Arriba, la recordada escena del orgasmo en el restaurante en Cuando Harry encontró a Sally.
La crítica se rindió, la taquilla la arropó y la Academia la nominó a mejor guión. Nora repitió la fórmula ganadora en Tienes un e-mail (1998). Juntó de nuevo a Tom y a Meg, cambió Tú y yo por El bazar de las sorpresas de Ernst Lubitsch y volvió a funcionar. Con 250 millones recaudados, se convirtió en su película más taquillera.
El público y la crítica se habían encandilado con su redefinición de las comedias románticas y eso es lo que demandaban. Historias de adultos cuyas únicas ocupaciones parecen ser “sus amores”, cenan en restaurantes de moda, tienen amigos que siempre contestan al teléfono y pasean por un Nueva York perennemente otoñal mientras mantienen conversaciones ingeniosas porque “las palabras son el sexo de la comedia romántica”.

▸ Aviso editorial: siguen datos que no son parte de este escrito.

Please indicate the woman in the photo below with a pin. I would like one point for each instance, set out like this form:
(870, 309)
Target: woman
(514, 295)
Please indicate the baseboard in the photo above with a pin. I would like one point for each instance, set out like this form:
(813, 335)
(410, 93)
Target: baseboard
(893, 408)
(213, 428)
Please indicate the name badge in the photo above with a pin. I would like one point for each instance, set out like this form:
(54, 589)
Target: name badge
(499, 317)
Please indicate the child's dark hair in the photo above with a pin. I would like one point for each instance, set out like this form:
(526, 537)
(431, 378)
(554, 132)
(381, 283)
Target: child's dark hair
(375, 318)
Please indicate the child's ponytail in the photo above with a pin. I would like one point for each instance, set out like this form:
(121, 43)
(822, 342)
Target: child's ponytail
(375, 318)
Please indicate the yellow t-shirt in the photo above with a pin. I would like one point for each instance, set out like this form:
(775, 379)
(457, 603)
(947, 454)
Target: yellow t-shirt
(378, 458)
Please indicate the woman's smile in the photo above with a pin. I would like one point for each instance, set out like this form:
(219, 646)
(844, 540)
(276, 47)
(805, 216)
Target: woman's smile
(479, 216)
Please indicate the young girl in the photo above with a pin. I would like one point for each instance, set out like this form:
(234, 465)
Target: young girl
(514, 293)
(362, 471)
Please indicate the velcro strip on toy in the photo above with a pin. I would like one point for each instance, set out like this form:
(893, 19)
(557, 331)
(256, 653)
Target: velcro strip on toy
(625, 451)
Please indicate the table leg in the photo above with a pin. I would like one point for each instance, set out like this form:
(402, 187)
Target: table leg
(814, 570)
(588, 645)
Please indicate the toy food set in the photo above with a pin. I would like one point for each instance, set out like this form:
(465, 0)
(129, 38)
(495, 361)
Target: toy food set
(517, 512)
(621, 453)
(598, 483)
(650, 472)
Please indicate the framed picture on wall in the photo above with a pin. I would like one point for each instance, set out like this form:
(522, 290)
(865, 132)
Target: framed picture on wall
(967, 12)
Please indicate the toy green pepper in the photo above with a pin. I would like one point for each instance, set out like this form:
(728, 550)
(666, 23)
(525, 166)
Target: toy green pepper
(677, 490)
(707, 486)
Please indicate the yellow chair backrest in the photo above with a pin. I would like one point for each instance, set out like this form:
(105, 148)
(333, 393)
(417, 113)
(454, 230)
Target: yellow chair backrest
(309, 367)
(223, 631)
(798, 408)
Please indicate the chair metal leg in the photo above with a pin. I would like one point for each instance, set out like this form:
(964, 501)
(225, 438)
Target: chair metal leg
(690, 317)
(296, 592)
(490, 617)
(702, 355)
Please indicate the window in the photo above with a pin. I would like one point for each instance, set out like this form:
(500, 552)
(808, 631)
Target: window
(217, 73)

La comida era uno de los pilares de su vida –la homenajeó en su última película, Julie and Julia (2009), por la que Meryl Streep consiguió su enésima nominación al Oscar– junto a Nueva York. De hecho hay tours que ofrecen la posibilidad de recorrer el Nueva York de Ephron. Por supuesto, incluyen la visita a Katz’s, donde un cartel colgante señala orgulloso la mesa del falso orgasmo en Cuando Harry encontró a Sally, el Cafe Lalo, donde Hanks descubre que la lenguaraz propietaria de la pequeña librería del barrio es la mujer de la que se ha enamorado vía correo electrónico en Tienes un e-mail y, por supuesto, el mirador del Empire State Building en el que los protagonistas de Algo para recordar se encuentran por primera vez mientras Jimmy Durante canta Make Someone Happy y el espectador siente que no haberse enamorado así jamás es haber tirado toda la vida por la borda.
La única vez que Ephron no sintió la necesidad de hacer de su vida un relato fue cuando le diagnosticaron leucemia mieloide aguda. Sólo lo supieron su esposo, sus dos hijos y apenas media docena de amigos cercanos. Esto escribió su hijo Jacob tras su muerte: “No se puede convertir una enfermedad mortal en una broma. Es casi la única revelación que te convierte en la víctima y no en el héroe de tu historia. Para ella, la tragedia era un pozo de clichés. Así que se quedó callada, aunque se esparcieron pistas por gran parte de lo que escribió durante los seis años que estuvo enferma”.
Seis años en los que dirigió una película, escribió dos libros y una obra teatral que no llegó a ver estrenada. El trabajo fue el principal motivo por el que no reveló su enfermedad. Temía no poder volver a dirigir porque ningún seguro quisiese cubrirla. También temía que su enfermedad focalizase la conversación. Para una mujer cuya mayor pesadilla estar aburrida en una gran mesa mientras escucha risas en el otro extremo resultaba impensable ser la causante de que las carcajadas se apagaran.
La enfermedad tampoco mermó su actividad social. Cuando una neófita Lena Dunham, mucho antes de ser la voz de una generación, estrenó su primera película, recibió un correo de Ephron felicitándola e invitándola a comer. Apenas le quedaba un año de vida, pero quiso arropar a una joven con talento porque sabía lo que era crecer en una profesión en la que escasean los referentes. Cuando falleció, Lena le dedicó un sentido homenaje en el que le agradeció consejos tan variados cómo de qué tipo debe ser la chaqueta adecuada para rodar en exteriores o quién el mejor otorrino de Nueva York.
La lista de cosas que nos enseñó a todos los demás es infinita, pero como la de los Mandamientos, puede resumirse en dos. Uno es: “Cuando te das cuenta que quieres pasar el resto de tu vida con alguien, deseas que el resto de tu vida empiece lo antes posible”. Otro: “Puedes pedir más de un postre”. Y también que sólo hay una respuesta a la pregunta con la que comenzaba este artículo. ¿Cómo lo habría manejado Nora? La respuesta es: mejor.